Is that likely to catch your attention more than the lights and siren?
Stellantis is apparently guessing so. The automaker is teaming up with Chicago-based HAAS Alert to test a system that would deliver safety alerts directly to vehicles.
In a recent news release, Stellantis said its initial test would include company-owned 2018 and newer Jeep, Ram, Chrysler and Dodge vehicles in metro Detroit. Depending on the results, the company said it might develop a commercial rollout plan.
The program is one of two notification warning systems the company is planning to test in southeast Michigan that aim to tackle a pressing safety issue and pave “the way for autonomous technology.”
The effort comes at a key moment on America’s roads.

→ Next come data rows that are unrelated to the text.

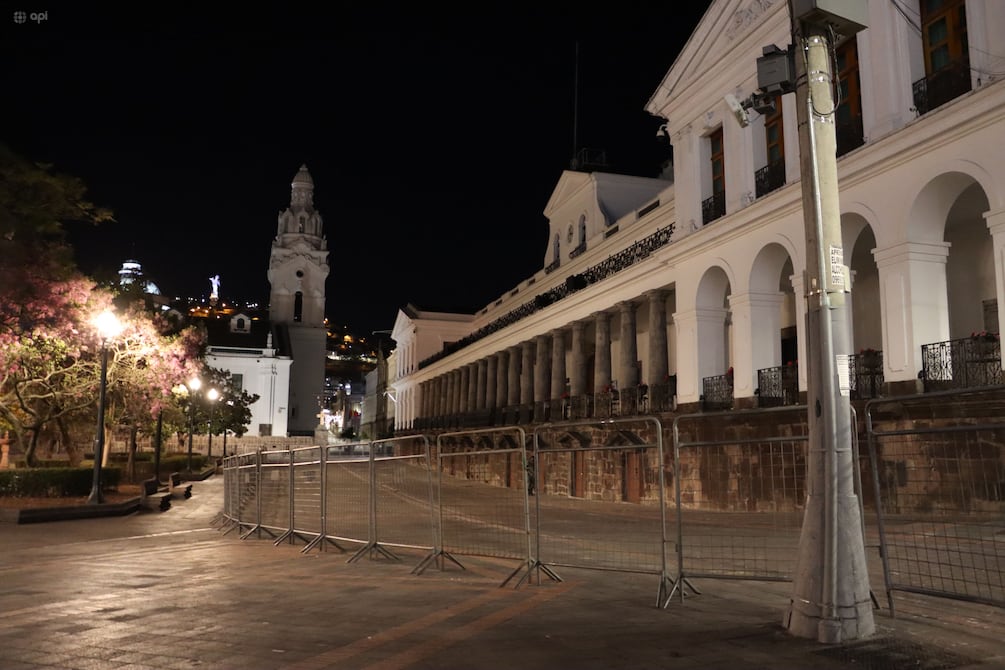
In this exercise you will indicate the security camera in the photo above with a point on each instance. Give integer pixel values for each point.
(738, 109)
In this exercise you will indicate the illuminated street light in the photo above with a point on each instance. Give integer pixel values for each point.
(109, 326)
(212, 395)
(193, 386)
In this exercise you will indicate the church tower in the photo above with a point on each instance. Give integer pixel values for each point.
(297, 269)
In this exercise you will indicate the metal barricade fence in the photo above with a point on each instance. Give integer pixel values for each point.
(739, 499)
(305, 495)
(274, 499)
(939, 477)
(402, 511)
(243, 486)
(481, 494)
(599, 500)
(348, 492)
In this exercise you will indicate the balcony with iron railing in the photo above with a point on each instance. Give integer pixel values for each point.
(717, 392)
(866, 375)
(778, 386)
(942, 86)
(769, 178)
(966, 363)
(714, 208)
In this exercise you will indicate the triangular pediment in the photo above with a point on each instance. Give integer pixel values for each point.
(571, 185)
(720, 57)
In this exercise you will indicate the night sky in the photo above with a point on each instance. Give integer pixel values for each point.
(434, 137)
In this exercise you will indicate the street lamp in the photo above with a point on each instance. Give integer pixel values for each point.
(193, 385)
(211, 395)
(109, 326)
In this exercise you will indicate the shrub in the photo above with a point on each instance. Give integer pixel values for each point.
(54, 482)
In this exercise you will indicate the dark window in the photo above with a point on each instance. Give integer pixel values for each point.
(718, 162)
(947, 54)
(715, 207)
(849, 103)
(772, 176)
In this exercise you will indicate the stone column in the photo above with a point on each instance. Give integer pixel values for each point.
(481, 385)
(996, 224)
(491, 364)
(465, 385)
(513, 384)
(527, 375)
(659, 366)
(801, 336)
(542, 377)
(501, 378)
(450, 399)
(602, 357)
(472, 386)
(578, 372)
(628, 369)
(558, 364)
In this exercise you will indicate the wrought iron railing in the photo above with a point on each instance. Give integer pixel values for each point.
(770, 178)
(778, 386)
(866, 375)
(717, 392)
(941, 86)
(966, 363)
(714, 208)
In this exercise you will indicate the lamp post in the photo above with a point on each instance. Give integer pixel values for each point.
(193, 385)
(108, 326)
(211, 395)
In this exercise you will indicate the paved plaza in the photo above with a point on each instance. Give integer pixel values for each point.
(173, 590)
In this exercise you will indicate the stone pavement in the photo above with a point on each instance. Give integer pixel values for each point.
(171, 590)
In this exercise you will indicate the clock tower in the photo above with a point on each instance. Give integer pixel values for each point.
(297, 268)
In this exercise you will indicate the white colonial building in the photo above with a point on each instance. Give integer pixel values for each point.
(693, 285)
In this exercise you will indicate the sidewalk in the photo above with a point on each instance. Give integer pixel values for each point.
(171, 591)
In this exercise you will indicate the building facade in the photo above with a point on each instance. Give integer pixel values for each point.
(657, 293)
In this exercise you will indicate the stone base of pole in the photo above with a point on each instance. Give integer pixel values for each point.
(850, 616)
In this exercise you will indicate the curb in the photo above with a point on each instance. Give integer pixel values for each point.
(44, 514)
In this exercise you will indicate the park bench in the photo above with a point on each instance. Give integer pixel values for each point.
(178, 488)
(154, 497)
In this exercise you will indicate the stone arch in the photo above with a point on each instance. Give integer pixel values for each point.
(766, 322)
(949, 211)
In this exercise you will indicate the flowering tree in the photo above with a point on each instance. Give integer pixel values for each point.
(147, 361)
(49, 350)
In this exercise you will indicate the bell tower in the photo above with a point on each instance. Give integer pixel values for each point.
(298, 263)
(297, 268)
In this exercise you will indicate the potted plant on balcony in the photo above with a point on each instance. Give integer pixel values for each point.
(870, 359)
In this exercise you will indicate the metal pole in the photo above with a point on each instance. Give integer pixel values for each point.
(191, 426)
(157, 447)
(96, 496)
(831, 601)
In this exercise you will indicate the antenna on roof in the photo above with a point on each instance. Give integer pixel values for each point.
(575, 112)
(585, 160)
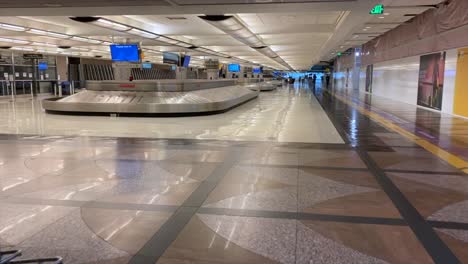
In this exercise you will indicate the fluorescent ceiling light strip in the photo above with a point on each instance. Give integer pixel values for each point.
(17, 41)
(142, 33)
(112, 25)
(21, 48)
(43, 44)
(80, 49)
(87, 40)
(167, 40)
(12, 27)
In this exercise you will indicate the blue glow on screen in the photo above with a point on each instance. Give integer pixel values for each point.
(43, 66)
(234, 67)
(187, 61)
(147, 66)
(125, 52)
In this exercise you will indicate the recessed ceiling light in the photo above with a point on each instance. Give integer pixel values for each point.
(52, 5)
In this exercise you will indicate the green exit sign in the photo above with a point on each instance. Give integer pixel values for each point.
(377, 10)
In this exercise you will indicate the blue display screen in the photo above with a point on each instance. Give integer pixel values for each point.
(147, 66)
(43, 66)
(170, 58)
(234, 67)
(125, 52)
(186, 61)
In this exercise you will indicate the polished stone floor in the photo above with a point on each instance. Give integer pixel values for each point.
(372, 197)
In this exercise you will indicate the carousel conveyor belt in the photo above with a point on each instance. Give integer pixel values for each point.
(192, 102)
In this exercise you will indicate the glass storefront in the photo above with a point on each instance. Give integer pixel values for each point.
(19, 76)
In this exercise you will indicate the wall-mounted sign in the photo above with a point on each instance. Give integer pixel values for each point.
(32, 56)
(377, 10)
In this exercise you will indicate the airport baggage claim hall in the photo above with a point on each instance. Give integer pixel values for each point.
(234, 131)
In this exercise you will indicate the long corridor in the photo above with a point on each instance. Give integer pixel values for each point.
(353, 190)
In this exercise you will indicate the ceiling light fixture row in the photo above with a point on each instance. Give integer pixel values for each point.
(232, 26)
(50, 34)
(113, 25)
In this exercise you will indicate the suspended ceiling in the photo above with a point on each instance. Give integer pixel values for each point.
(302, 33)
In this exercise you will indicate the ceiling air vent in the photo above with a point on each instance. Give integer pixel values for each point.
(176, 18)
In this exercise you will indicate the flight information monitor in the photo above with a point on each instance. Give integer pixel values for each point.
(234, 67)
(170, 58)
(125, 52)
(186, 61)
(43, 66)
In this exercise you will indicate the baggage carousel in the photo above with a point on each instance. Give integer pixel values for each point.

Just last week, the National Highway Traffic Safety Administration released its crash fatality estimates for the first half of this year, showing "the largest six-month increase ever recorded in the Fatality Analysis Reporting System’s history.” That 18.4% increase over 2020 represents 20,160 vehicle crash fatalities in the first half of 2021, the largest number in that amount of time since 2006, according to the U.S. Department of Transportation.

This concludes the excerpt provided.